シャワーを浴びて、洗濯をして、ふかふかのベッドに横になった。
眠気がやってくる。
今日も一日、お疲れ様・・・
気持ちよく眠り付いた・・・はずだった。
夢だ、と思っていた。
終わってはいなかった前世の記憶。
白い世界。
壁も無いし、景色も無い。姿も見えない。
私の体はサーラじゃない。
少し骨ばってかさついた手。
ああ、あの世界の私の手だ。
突然、脳裏に衝撃的なワンシーンがフラッシュバックした。
「っ・・・!」
私が・・・生前の私が、血だらけの子供を胸に抱いて泣き叫んでいるシーンだった。
「なんだ・・・なんだ、これ・・・」
再び場面が再生される。
旦那、に、蹴られるシーン。
私は・・・。
私は・・・。人間関係が苦手だった。
自分が思ったことをストレートに表現してしまう。それは人間関係の軋轢を生んだ。
バイトが長続きしないのも、そういうことの積み重ねだった。
いろんな職種を経験した。
何も極めるまでは続かなかった。
恋人も、出来なかった。
何度かはゆきずりの恋はした。長続きはしなかった。
私は、30歳を超えて焦っていた。
もう、結婚出来なくてもいい。けど子供は欲しい。
なんだか、そんなやけくそにも似た気持ちだった。
そんな時、彼に出会った。
5歳年下の彼氏。

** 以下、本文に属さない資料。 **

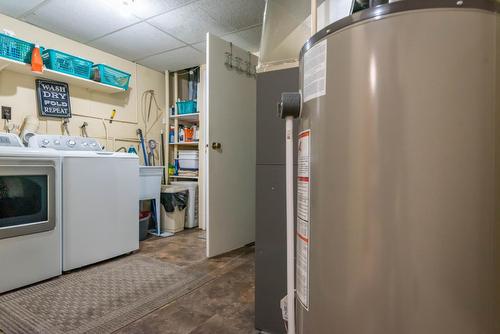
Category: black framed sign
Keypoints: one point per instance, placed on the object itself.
(53, 98)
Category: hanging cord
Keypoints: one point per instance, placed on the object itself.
(64, 126)
(147, 99)
(105, 131)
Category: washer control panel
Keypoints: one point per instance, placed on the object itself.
(65, 143)
(10, 139)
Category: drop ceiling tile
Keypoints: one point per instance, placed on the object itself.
(175, 60)
(237, 14)
(17, 8)
(189, 23)
(147, 40)
(146, 8)
(248, 39)
(201, 46)
(80, 20)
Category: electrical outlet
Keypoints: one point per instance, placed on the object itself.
(6, 113)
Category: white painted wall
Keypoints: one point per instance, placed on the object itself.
(18, 91)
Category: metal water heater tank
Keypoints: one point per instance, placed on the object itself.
(398, 226)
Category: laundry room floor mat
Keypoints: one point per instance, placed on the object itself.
(101, 299)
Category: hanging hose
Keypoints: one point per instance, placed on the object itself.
(147, 99)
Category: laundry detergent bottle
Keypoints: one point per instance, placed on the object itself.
(36, 60)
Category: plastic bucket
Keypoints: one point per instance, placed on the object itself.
(144, 217)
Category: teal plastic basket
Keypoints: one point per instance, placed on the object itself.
(15, 49)
(186, 107)
(110, 76)
(66, 63)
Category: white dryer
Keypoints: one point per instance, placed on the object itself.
(100, 200)
(30, 214)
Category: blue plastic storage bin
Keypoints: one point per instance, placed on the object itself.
(66, 63)
(186, 107)
(16, 49)
(110, 76)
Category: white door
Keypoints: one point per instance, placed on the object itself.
(231, 123)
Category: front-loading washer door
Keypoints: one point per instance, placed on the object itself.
(27, 197)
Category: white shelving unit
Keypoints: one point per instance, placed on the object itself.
(175, 121)
(20, 67)
(187, 117)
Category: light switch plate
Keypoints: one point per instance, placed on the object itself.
(6, 113)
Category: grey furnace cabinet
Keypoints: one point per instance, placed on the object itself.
(270, 236)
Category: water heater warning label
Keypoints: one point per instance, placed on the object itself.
(303, 217)
(315, 72)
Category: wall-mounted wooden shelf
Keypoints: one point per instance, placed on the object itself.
(187, 117)
(185, 144)
(183, 177)
(19, 67)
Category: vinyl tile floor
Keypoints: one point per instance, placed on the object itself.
(225, 304)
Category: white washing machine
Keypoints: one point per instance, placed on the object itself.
(30, 214)
(100, 200)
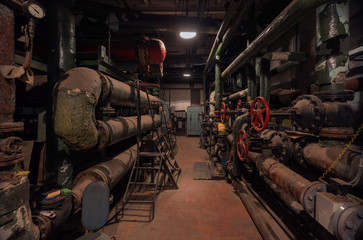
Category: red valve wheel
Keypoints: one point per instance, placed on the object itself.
(224, 115)
(260, 114)
(242, 145)
(239, 104)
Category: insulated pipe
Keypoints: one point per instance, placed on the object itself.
(323, 157)
(262, 224)
(75, 101)
(283, 176)
(110, 172)
(291, 15)
(236, 96)
(266, 60)
(124, 127)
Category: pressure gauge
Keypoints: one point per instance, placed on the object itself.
(34, 9)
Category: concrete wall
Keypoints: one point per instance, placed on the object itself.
(178, 96)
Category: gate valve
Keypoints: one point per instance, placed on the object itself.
(260, 114)
(242, 145)
(224, 115)
(239, 104)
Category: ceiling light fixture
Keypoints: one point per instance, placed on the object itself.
(187, 35)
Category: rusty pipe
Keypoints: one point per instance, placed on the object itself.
(124, 127)
(75, 99)
(291, 182)
(323, 157)
(291, 15)
(110, 172)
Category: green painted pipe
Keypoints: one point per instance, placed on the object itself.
(217, 86)
(291, 15)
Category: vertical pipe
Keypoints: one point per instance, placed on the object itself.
(7, 88)
(217, 84)
(332, 37)
(265, 78)
(61, 58)
(205, 93)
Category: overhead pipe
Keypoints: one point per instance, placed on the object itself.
(236, 96)
(110, 172)
(291, 15)
(169, 23)
(323, 157)
(230, 15)
(75, 99)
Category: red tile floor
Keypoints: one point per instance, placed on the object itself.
(199, 209)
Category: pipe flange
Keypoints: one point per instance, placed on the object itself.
(103, 135)
(106, 89)
(336, 96)
(310, 113)
(11, 127)
(308, 196)
(349, 221)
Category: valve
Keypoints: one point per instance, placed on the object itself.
(239, 104)
(260, 114)
(242, 145)
(224, 115)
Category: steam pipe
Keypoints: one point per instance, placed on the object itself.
(236, 96)
(323, 157)
(222, 30)
(237, 125)
(75, 99)
(110, 172)
(291, 15)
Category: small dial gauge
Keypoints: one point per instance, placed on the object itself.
(34, 9)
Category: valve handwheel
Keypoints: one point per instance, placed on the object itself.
(260, 114)
(239, 104)
(242, 145)
(224, 115)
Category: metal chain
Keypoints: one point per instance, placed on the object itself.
(330, 168)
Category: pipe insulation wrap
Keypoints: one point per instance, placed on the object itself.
(76, 96)
(110, 172)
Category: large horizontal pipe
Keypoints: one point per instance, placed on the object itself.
(262, 224)
(110, 172)
(291, 182)
(236, 96)
(75, 101)
(125, 127)
(323, 157)
(291, 15)
(169, 23)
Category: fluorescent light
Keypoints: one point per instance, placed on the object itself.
(187, 35)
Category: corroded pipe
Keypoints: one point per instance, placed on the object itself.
(283, 176)
(75, 101)
(292, 14)
(323, 157)
(110, 172)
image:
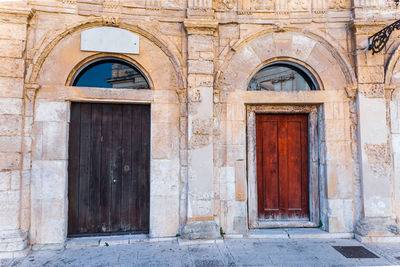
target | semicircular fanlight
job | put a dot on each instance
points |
(283, 76)
(111, 73)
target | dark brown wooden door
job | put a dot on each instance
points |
(108, 171)
(282, 166)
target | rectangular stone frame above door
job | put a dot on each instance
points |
(314, 141)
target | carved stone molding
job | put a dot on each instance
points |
(199, 26)
(225, 4)
(299, 5)
(339, 4)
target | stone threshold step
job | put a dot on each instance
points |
(98, 241)
(296, 233)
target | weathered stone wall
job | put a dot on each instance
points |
(199, 57)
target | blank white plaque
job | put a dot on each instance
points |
(110, 39)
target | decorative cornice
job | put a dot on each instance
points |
(200, 26)
(17, 11)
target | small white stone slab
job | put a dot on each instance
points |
(110, 40)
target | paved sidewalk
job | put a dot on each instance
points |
(230, 252)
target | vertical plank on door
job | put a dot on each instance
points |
(84, 166)
(144, 168)
(126, 183)
(106, 162)
(73, 167)
(294, 165)
(282, 166)
(116, 170)
(270, 162)
(95, 179)
(109, 168)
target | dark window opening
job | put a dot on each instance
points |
(283, 76)
(111, 73)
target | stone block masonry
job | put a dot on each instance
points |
(198, 58)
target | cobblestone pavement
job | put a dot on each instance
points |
(230, 252)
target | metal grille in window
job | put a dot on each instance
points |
(111, 73)
(282, 76)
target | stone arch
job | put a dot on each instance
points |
(305, 47)
(52, 39)
(392, 82)
(329, 114)
(59, 57)
(392, 69)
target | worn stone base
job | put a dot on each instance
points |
(13, 243)
(201, 230)
(377, 227)
(55, 246)
(378, 239)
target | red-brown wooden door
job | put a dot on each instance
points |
(282, 166)
(108, 170)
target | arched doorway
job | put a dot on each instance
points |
(282, 147)
(109, 155)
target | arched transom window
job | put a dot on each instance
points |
(283, 76)
(111, 73)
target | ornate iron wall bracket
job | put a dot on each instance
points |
(378, 41)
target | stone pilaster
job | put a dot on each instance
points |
(13, 236)
(200, 200)
(376, 220)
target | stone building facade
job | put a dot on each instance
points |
(198, 57)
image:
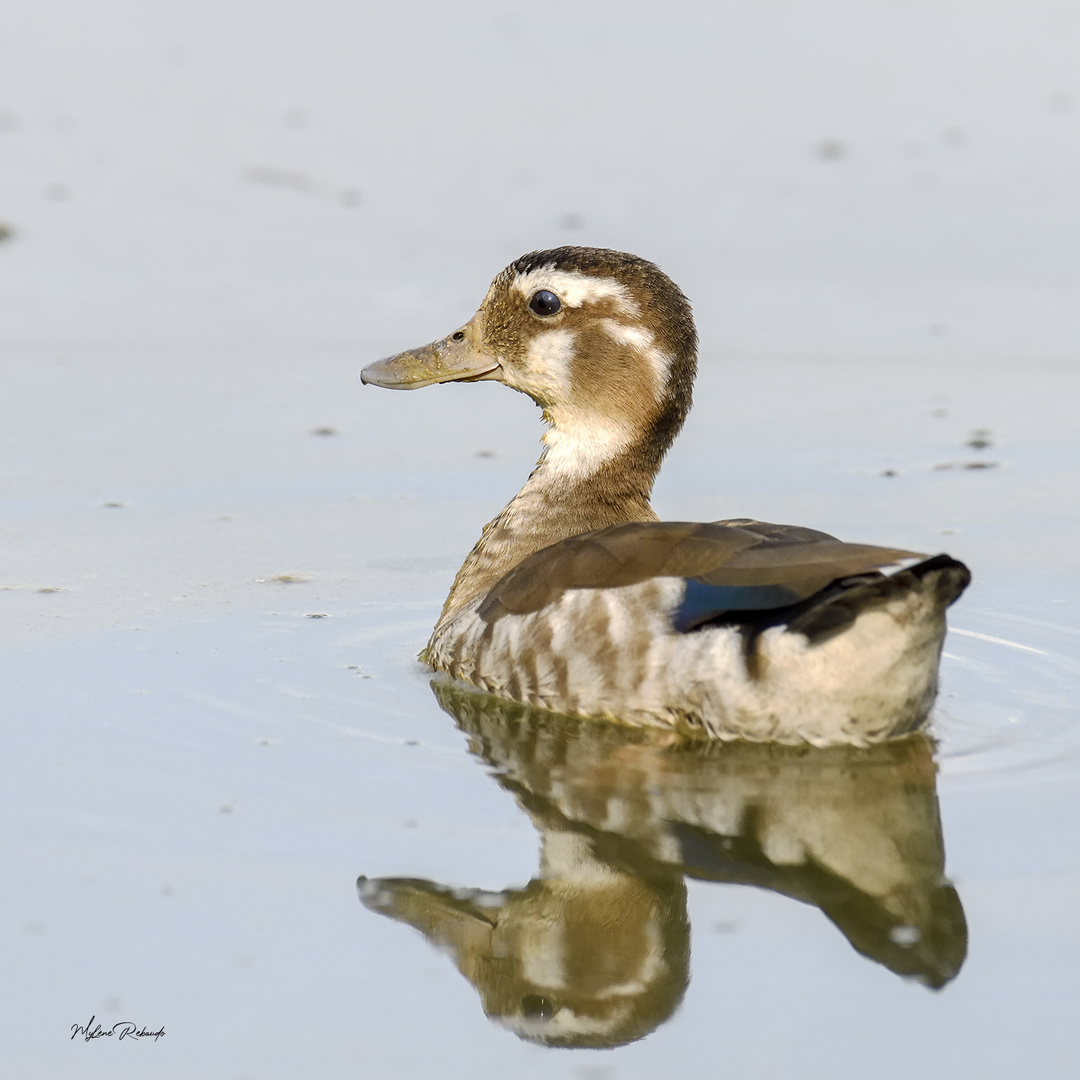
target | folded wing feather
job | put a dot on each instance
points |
(748, 565)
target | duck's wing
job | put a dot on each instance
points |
(733, 566)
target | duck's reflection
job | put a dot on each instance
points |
(595, 950)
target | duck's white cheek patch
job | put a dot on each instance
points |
(576, 289)
(549, 362)
(644, 343)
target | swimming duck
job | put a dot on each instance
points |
(578, 599)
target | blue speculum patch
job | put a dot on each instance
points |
(703, 602)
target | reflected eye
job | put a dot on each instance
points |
(544, 302)
(532, 1004)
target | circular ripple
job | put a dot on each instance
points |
(1010, 696)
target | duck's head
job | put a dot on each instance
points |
(603, 341)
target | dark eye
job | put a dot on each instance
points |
(532, 1004)
(544, 302)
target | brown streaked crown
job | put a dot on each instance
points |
(663, 311)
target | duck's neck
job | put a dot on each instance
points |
(578, 485)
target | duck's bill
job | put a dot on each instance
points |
(445, 361)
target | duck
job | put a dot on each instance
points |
(579, 601)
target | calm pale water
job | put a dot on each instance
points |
(219, 555)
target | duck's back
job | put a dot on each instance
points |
(734, 629)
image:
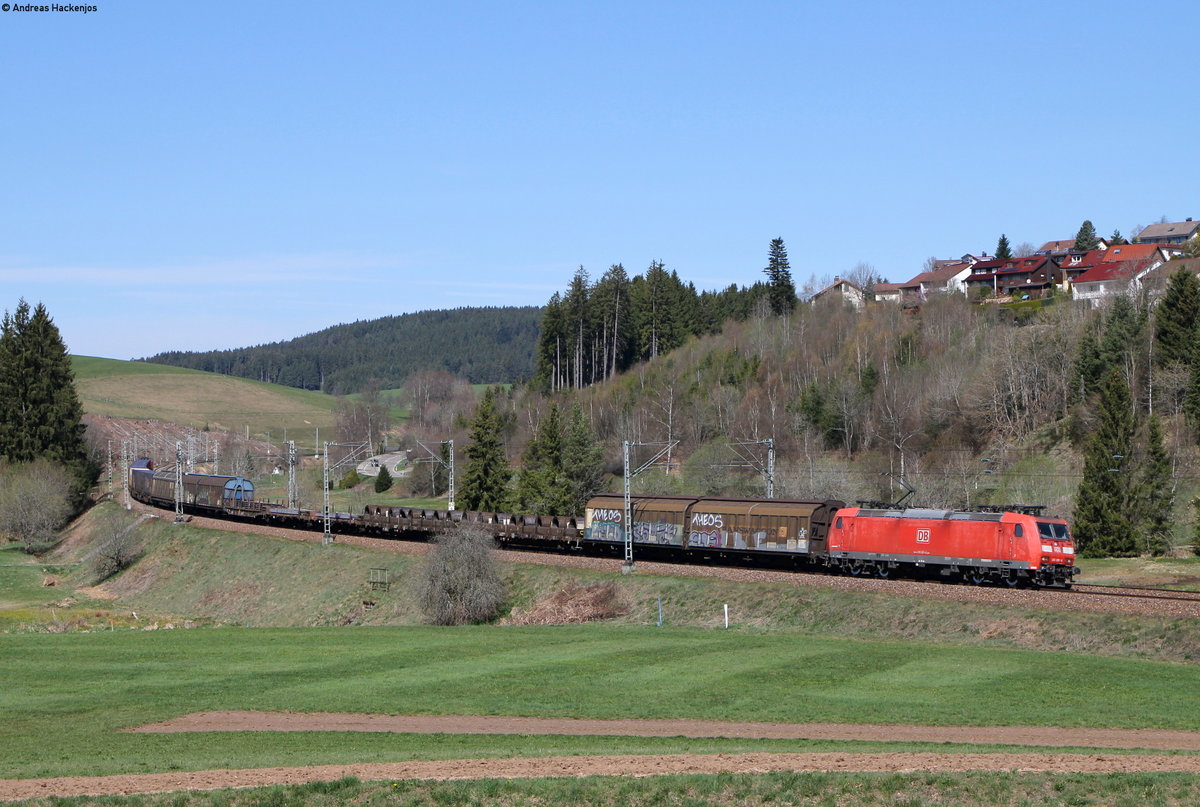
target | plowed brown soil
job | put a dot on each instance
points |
(635, 764)
(577, 766)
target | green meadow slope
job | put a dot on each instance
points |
(137, 389)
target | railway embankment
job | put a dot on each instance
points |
(219, 573)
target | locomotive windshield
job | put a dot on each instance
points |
(1050, 531)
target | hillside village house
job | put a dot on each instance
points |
(1057, 265)
(1015, 278)
(845, 290)
(1175, 232)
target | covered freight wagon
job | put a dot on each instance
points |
(725, 525)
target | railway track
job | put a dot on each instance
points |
(1138, 592)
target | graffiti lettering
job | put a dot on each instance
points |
(657, 532)
(707, 520)
(607, 515)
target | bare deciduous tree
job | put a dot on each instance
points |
(461, 584)
(35, 502)
(117, 547)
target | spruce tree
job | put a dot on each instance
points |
(780, 288)
(1175, 320)
(540, 488)
(1156, 492)
(1105, 504)
(485, 483)
(1003, 251)
(383, 480)
(582, 461)
(40, 410)
(1086, 238)
(1089, 366)
(1192, 394)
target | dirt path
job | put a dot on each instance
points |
(634, 764)
(1005, 735)
(579, 766)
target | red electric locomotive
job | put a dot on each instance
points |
(1011, 548)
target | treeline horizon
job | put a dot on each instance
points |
(481, 345)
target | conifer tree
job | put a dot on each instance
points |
(383, 480)
(1086, 238)
(780, 288)
(582, 461)
(1192, 394)
(1087, 363)
(1105, 504)
(1003, 251)
(541, 488)
(1156, 492)
(1175, 320)
(40, 410)
(485, 483)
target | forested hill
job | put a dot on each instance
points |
(490, 345)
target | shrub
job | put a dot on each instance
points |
(461, 584)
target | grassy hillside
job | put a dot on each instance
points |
(216, 577)
(792, 655)
(137, 389)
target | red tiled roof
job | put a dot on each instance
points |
(1032, 263)
(1131, 251)
(1113, 270)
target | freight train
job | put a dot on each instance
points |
(1017, 547)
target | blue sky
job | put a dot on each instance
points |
(196, 175)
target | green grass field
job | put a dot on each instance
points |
(66, 697)
(137, 389)
(793, 655)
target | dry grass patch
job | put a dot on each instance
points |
(573, 604)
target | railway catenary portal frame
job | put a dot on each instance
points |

私はその時、35歳だった。
1年を待たずして子供が出来た。
彼氏はそれを喜ばなかった。
暴力は、次第にエスカレートした。
私は涙が頬を伝うのを感じた。
あんなに愛おしかった子供の名前を・・・私は思い出せない。ものすごく思い出したいのに、名前を呼びたいのに、思い出すことさえ出来ない。